Mróz to największy wróg bezdomnych. Nic więc dziwnego, że co roku w zimie noclegownie pękają w szwach. Choć samorządy i organizacje charytatywne starają się pomóc bezdomnym, ciągle brakuje miejsc, gdzie można znaleźć schronienie przed zimnem.
Co roku z powodu wychłodzenia organizmu umiera w Polsce wielu bezdomnych. Organizacje charytatywne starają się więc pomóc osobom bez dachu nad głową, m.in. prowadzą noclegownie.
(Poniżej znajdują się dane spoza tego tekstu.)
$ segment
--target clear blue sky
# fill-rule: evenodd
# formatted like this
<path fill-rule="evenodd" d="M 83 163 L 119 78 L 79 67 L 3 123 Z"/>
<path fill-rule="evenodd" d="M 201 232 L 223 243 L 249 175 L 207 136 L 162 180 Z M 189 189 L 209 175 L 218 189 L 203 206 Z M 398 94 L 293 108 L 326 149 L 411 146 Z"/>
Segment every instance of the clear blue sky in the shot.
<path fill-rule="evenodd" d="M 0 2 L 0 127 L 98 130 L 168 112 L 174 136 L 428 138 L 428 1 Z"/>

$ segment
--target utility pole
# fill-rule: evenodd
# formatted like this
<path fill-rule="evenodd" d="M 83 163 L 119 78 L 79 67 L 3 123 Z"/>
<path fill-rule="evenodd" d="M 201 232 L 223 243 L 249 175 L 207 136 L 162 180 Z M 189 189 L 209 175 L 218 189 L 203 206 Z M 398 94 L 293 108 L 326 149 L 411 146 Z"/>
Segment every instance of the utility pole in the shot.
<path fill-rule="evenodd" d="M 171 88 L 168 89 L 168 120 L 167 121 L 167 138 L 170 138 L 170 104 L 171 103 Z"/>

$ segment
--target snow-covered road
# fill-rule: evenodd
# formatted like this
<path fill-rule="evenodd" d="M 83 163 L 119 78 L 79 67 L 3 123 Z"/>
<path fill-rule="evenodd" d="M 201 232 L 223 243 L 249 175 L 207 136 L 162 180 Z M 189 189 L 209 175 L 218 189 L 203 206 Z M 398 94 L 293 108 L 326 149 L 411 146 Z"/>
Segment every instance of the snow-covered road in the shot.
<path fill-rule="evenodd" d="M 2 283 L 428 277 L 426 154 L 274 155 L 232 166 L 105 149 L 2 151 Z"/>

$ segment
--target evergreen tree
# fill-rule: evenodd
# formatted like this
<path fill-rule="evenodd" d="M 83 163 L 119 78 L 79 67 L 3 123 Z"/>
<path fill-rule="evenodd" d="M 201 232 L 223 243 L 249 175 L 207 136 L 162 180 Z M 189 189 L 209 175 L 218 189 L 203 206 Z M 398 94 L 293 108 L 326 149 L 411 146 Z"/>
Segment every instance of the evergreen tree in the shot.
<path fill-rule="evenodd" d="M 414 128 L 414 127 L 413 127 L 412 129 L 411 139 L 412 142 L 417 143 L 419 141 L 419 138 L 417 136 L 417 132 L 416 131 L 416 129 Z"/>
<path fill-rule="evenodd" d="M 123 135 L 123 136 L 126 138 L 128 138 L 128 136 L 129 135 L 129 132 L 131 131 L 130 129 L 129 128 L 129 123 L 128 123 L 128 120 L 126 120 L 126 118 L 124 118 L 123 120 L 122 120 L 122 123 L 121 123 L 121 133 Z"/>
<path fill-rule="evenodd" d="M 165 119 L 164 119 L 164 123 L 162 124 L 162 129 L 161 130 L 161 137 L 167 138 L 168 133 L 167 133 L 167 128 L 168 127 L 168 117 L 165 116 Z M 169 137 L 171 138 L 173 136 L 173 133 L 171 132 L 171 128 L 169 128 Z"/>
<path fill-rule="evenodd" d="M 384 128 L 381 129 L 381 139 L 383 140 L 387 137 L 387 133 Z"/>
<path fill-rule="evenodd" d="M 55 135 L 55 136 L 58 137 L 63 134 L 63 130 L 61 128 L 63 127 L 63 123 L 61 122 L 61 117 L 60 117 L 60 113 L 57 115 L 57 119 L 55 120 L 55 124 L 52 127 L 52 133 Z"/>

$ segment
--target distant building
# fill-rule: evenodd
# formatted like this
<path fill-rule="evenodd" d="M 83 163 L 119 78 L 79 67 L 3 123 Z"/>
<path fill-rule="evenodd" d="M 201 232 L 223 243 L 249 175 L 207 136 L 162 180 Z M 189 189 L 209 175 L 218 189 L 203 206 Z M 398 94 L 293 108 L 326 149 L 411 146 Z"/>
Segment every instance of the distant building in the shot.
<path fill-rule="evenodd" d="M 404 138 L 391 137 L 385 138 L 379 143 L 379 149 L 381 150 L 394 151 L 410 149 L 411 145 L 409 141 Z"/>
Jednak takich placówek wciąż jest za mało.
Niedawno, po wielu miesiącach przygotowań, otwarto noclegownię w Lublinie. Tym razem to sami bezdomni wyremontowali użyczony im przez PKP barak.
W Niemczech bezdomni także korzystają z licznych noclegowni, finansowane są przez organizacje charytatywne. Każdy bezdomny może tam przyjść, by dostać ciepły posiłek i łóżko. Jednak osoby takie muszą trzymać się zasad wyznaczonych przez szefostwo placówek, np. nie można tam spożywać żadnego alkoholu.
Organizacje zajmujące się wpieraniem bezdomnych starają się także pomóc swoim podopiecznym finansowo. Tylko w samym Berlinie bezdomni wydają 5 tygodników; za sprzedane egzemplarze otrzymują prowizje. Również narkomani mogą skorzystać z pomocy i uzyskać dach nad głową. Warunkiem jest jednak udział w programie odwykowym.